The procedure of the dermatologist:
They are grinding or milling the thickened nail before starting the laser treatment. With the special nail fungus handpiece of the pulse laser, the dermatologist moves in meandering movements over the entire plate of the affected nail. The visibly affected areas are lasered particularly intensively.
Duration of treatment:
From two sessions in two months to a total of four to eight sessions every four weeks. There is no standard procedure, but there should be a month between each treatment.
The nail should lighten within eight to 16 weeks.
Tip: Since it cannot be ensured in the individual sessions that the laser kills all fungi, a nail polish containing active ingredients should be applied in addition to the laser treatment, e.g., Proclearz against nail fungus. The antifungal nail polish has the proven active ingredient proclearz, which kills fungal pathogens. The application is simple: apply the nail polish in the evening, leave it to work overnight, and wash off with water in the morning – the active ingredient remains in the nail. Since Proclearz is water-soluble against nail fungus, there is no need to file the nails and use nail polish remover.
Are there any side effects?
There are usually no side effects to laser nail fungus, but the heat generated can be uncomfortable or painful for the patient.

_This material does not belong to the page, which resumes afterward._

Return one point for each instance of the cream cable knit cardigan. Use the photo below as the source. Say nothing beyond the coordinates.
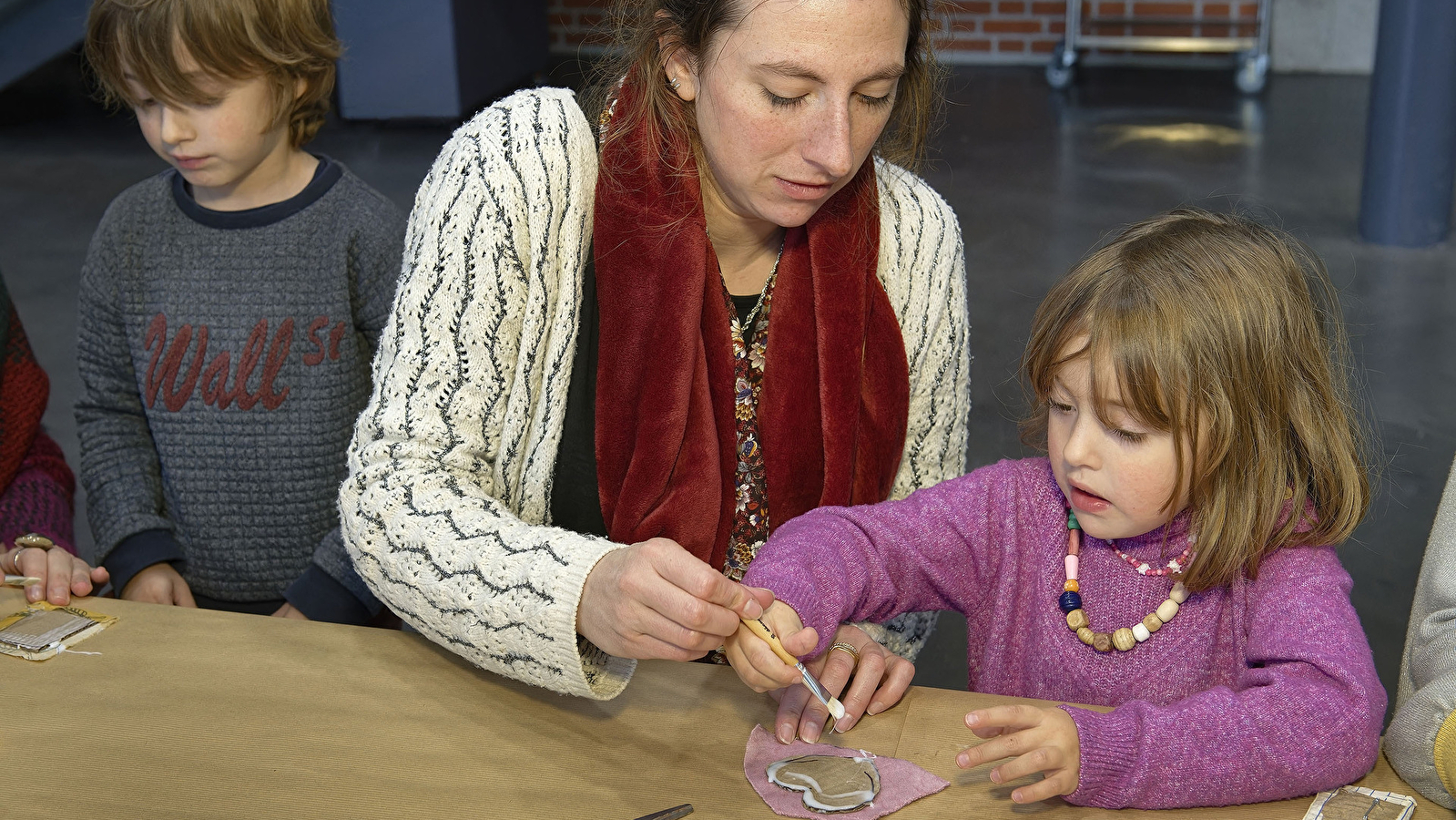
(446, 510)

What is the cost of laser nail fungus?
Expect 80 to 100 dollars per session. You need four to six sessions; with a pronounced nail fungus over several nails, you have to reckon with at least eight sessions. The statutory health insurance funds do not cover the costs. However, some private health insurance companies contribute to the costs.
How safe is the nail fungus laser?
The FDA (Food and Drug Administration) approved laser systems suitable for the treatment of nail fungus have existed since 2010. These are primarily so-called pulse lasers.